WASHINGTON (Reuters) – U.S. Senate Republicans accused Democratic President Joe Biden of misleading Americans about his $6.8 trillion budget plan to reduce deficits and shore up Medicare in a debate that reinforced an increasingly risky standoff over spending and the country’s debt ceiling.

At a Senate Budget Committee hearing on Wednesday with White House budget director Shalanda Young, Republicans dismissed the budget plan’s aim of reducing deficits by nearly $3 trillion over the next decade and instead claimed the proposal would kill jobs, grow the federal deficit and add to the debt.

Republicans, who control the House of Representatives, have yet to produce their own budget or to offer concrete deficit-reduction plans, making Biden’s proposal an early step in negotiations over fiscal 2024 spending. Republicans have refused to raise the nation’s $31.4 trillion debt ceiling unless Democrats agree to sharp spending cuts.

“We have to use this debt ceiling issue to pry the nation’s maxed-out credit card from Joe Biden’s hands,” Republican Senator Roger Marshall said.

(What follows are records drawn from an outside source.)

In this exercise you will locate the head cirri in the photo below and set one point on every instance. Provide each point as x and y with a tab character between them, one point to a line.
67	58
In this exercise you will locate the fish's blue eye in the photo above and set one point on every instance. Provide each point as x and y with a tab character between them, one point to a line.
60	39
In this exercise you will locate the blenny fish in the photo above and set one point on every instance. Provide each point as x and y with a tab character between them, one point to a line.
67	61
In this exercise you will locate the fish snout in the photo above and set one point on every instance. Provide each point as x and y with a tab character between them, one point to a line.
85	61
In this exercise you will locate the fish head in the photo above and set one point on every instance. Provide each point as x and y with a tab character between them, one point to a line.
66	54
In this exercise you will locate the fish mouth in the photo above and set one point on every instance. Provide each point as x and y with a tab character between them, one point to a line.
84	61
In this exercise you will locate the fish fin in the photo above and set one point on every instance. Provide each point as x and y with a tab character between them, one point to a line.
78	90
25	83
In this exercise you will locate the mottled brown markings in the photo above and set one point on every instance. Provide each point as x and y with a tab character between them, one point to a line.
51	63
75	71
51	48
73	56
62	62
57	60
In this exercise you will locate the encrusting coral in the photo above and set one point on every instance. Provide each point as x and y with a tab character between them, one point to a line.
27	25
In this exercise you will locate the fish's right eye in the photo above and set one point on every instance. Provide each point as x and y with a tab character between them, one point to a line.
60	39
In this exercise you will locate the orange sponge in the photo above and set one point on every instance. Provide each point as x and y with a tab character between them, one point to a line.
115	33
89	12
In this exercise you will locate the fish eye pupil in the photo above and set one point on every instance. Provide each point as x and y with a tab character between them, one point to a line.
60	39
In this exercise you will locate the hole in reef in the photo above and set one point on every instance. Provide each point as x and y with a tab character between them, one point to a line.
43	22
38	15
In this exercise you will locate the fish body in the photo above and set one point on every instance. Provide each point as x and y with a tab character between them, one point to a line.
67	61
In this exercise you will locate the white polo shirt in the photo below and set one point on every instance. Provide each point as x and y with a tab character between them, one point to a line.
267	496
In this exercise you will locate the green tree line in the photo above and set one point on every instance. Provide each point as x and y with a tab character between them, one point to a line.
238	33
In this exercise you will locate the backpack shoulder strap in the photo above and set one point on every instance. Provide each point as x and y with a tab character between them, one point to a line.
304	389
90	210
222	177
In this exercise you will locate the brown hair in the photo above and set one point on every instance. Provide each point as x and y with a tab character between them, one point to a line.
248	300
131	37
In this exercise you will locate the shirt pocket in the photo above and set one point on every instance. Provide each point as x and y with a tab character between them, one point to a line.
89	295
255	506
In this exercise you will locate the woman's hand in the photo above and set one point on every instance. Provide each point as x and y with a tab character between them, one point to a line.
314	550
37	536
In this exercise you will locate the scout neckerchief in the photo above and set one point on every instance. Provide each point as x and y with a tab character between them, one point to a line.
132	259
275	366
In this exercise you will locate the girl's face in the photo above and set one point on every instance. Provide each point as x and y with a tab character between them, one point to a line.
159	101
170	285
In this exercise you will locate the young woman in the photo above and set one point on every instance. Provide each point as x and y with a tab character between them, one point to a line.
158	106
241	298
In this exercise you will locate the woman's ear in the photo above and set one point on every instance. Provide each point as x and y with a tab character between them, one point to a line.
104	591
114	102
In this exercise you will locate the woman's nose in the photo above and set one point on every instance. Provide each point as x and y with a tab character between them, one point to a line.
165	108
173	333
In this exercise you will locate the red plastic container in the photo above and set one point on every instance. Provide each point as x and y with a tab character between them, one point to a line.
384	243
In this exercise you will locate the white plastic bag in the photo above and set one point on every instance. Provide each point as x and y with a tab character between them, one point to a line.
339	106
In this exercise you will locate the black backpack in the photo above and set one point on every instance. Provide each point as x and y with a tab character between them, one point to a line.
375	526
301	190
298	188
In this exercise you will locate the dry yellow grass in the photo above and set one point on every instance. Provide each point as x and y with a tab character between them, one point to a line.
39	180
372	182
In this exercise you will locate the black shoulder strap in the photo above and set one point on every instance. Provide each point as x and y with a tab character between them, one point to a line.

Democrats also showed no sign of budging from their own refusal to negotiate over the borrowing limit.

“We need to drop the politics, address the debt ceiling without any strings attached, and soon,” said Democratic Senator Patty Murray, who chairs the Senate Appropriations Committee.

Failure to address the debt ceiling could lead to an unprecedented default by the federal government that would rattle the global economy and financial markets, which have been volatile following the collapse of Silicon Valley Bank and Signature Bank.

New financial strains at Credit Suisse threatened to raise the stakes even further.

Young insisted that Biden’s budget would reduce deficits without imposing a penalty on working families, through nearly $5 trillion in tax increases on the wealthy and large corporations to help offset spending and shore up Medicare.

But Republican Senator Mitt Romney suggested that the president’s deficit reduction forecast was based on federal spending for the COVID-19 pandemic from previous budgets.

“To say somehow that he’s been cutting the deficit is just not realistic,” Mitt Romney told Young.

Added Senator Chuck Grassley, the panel’s top Republican: “It seems to me, the administration misleads the American people on real deficit reduction.”

Even as they disagree on spending, leaders of both parties say they will not cut Social Security and Medicare, which currently account for about a third of the federal budget. Not touching those, or failing to cut defense spending, leaves little chance of addressing the government’s budget deficit.

The only heated exchange in the proceedings occurred when Romney accused Young of being “dishonest” for saying that Republican lawmakers have proposed benefit cuts for Social Security and Medicare.

Young said the White House looked forward to seeing a Republican budget that suggests the programs are off the table. “Have they changed their position? Maybe,” she said.

Republicans who control the House of Representatives are working to release their own budget in coming weeks, which lawmakers have said could contain up to $150 billion in cuts for domestic non-defense spending.

Republicans are determined to avoid tax hikes and to preserve tax cuts for the wealthy implemented under former President Donald Trump.

The hardline House Freedom Caucus last week issuing a counterproposal that includes a near freeze on discretionary spending and an end to multiple Biden programs.

Young warned that the Republican focus on discretionary non-defense spending would mean drastic cuts for child care, low-income home heating and cooling assistance, border operations and foreign relations. “The list goes on and on,” she said.

A presentation by the nonpartisan Congressional Budget Office last week laid out options for addressing the deficit and projected that spending cuts would have substantially less effect on the deficit than increased tax collections.